現在、計算なら計算、チェスならチェスなど特定の課題に特化した高性能なAIはありますが、汎用性の高いAIの実現には、まだ高いハードルがあります。これまで、多くの哲学者は、汎用人工知能の実現可能性には否定的な立場を取ってきました。
大嶋:人間に近い姿を目指すほど「人とは何か」という問いに直面し、倫理的な問題も発生する。だからこそ哲学者は否定的なのでしょうし、実現するとしてもまだまだ時間がかかるだろうことは想像がつきます。一方、先生は人間らしい生き方や働き方をアシストするという「道具としてのAI」の持つ可能性を指摘しています。道具としてのAIと、汎用人工知能の本質的な違いはどこにありますか。

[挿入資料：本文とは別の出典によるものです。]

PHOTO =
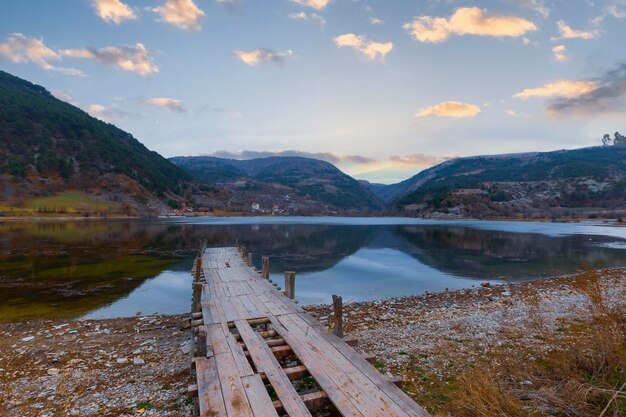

鈴木:汎用人工知能が一人の人間に置き換わることを目指すものなのに対して、道具としてのAIは、人間の足りない部分を補い、能力を拡張することを目指すものです。道具としてのAIが目指すのは、電卓を使うことで人間の計算能力を高めるのと同じように、AIを利用することで、人間のさまざまな能力を向上させたり、拡張させたりすることです。道具としてのAIと「何でもできる」汎用型AIとは目指す方向性が異なるので、両者の違いを区別し、道具としてのAIの開発に取り組んだ方が、少なくとも短期的には役立つし、活用の可能性も広がると考えています。